Occorre quindi far riferimento al principio sancito dal Collegio di coordinamento, cui questo Arbitro si conforma, espresso nella decisione n. 6142/2020, il quale ha chiarito che
“assume un indubbio significato la circostanza che il richiamato art. 5 del D.M. 13 giugno 1986, con il quale era stata disposta l’ultima modifica dei tassi di interesse precedente all’emissione qui in rilievo secondo quanto previsto dall’art. 173 del D.P.R. 29 marzo 1973, n. 156 (Codice Postale) - che prevede e regola (non è superfluo rilevarlo) le variazioni dei tassi -, si è fatto carico di imporre agli uffici emittenti l’obbligo, pur quando fossero stati utilizzati moduli preesistenti, di indicare sul documento il differente regime cui essi erano soggetti; il che nella vicenda qui in esame non è accaduto con riguardo al periodo tempo dal 21° al 30° anno.
Così che, “per il periodo dal 21° al 30° anno, in assenza di variazione dei tassi secondo il differente regime, la liquidazione deve avvenire secondo quanto testualmente previsto dal titolo”.
A ben vedere, con tale soluzione, il Collegio di coordinamento di questo Arbitro (n.
6142/2020) ha precisato che la Corte di Cassazione, a Sezioni Unite, che si era pronunciata sul punto (sentenza n. 3962/2019), “lungi dall’operare un revirement rispetto a Cass. SS.UU. n. 13979/2007, ne ha piuttosto fedelmente riproposto l’impostazione… Nulla ha ritenuto di aggiungere in ordine al principio enucleato dalla pronuncia del 2007- che resta pertanto impregiudicato – in relazione alla diversa fattispecie di BFP sottoscritti successivamente all’emanazione di un D.M. modificativo dei rendimenti dell’investimento, quando questi ultimi risultino difformi a quelli riportati sul titolo”; ha così confermato l’orientamento consolidato di questo Arbitro, secondo cui, per quanto concerne il periodo di tempo successivo alla scadenza ventennale, ossia dal ventunesimo anno e fino al trentesimo anno successivo, mancando, nella timbratura sovrapposta dall’ufficio, un’indicazione specifica del rendimento per tale scaglione temporale, e non risultando quindi modificata l’originaria dicitura, è da riconoscere il diritto del ricorrente ad ottenere l’applicazione delle condizioni originariamente riportate sul retro del buono fruttifero scaduto della serie in questione.
In considerazione delle ragioni che precedono, in accoglimento del ricorso, il Collegio accerta dunque il diritto della ricorrente ad ottenere l’applicazione delle condizioni originariamente riportate sul retro del buono fruttifero scaduto per quanto concerne il rendimento dal ventunesimo fino al trentesimo anno successivo a quello di emissione del buono.
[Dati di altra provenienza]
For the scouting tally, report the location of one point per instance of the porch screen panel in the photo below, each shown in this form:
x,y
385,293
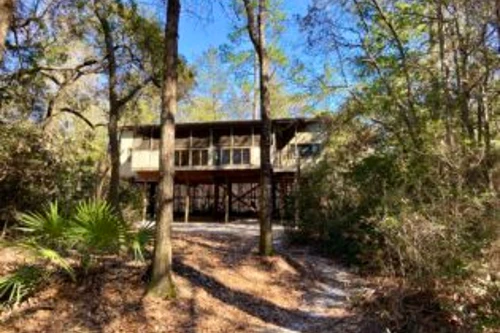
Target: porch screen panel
x,y
242,137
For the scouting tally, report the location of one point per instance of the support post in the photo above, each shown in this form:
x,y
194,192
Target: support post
x,y
296,215
145,201
227,201
216,199
187,203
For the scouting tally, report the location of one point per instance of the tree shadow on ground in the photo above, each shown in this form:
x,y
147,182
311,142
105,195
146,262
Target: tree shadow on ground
x,y
260,308
84,305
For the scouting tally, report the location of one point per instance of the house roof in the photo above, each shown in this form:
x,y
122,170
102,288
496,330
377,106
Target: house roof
x,y
227,123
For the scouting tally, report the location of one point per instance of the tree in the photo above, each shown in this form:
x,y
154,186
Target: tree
x,y
256,26
162,283
117,103
6,11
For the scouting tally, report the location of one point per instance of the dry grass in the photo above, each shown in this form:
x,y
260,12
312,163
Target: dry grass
x,y
223,287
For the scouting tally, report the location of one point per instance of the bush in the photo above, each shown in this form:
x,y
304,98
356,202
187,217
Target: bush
x,y
429,217
92,231
22,283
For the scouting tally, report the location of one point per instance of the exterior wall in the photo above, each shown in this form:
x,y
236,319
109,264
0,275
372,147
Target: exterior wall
x,y
126,146
137,156
311,134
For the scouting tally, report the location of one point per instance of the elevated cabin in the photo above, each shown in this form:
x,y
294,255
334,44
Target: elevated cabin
x,y
218,163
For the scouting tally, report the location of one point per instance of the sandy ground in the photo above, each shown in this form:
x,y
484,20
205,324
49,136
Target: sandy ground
x,y
223,286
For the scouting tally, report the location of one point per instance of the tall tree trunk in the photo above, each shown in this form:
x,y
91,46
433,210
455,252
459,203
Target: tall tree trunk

Infine, non potrà essere la richiesta di rimborso delle spese di perizia, in virtù di deposito di mero avviso di fattura, in assenza di prova da parte del ricorrente di aver sopportato il relativo costo.
Né è meritevole di accoglimento la domanda di risarcimento del danno pure formulata, in difetto di qualsivoglia elemento di prova del danno che si ritiene subito.
P.Q.M.
In parziale accoglimento del ricorso, il Collegio accerta il diritto alla rideterminazione degli interessi nei sensi di cui in motivazione.
Il Collegio dispone inoltre, ai sensi della vigente normativa, che l’intermediario corrisponda alla Banca d’Italia la somma di € 200,00 quale contributo alle spese della procedura e al ricorrente la somma di € 20,00 quale rimborso della somma versata alla presentazione del ricorso.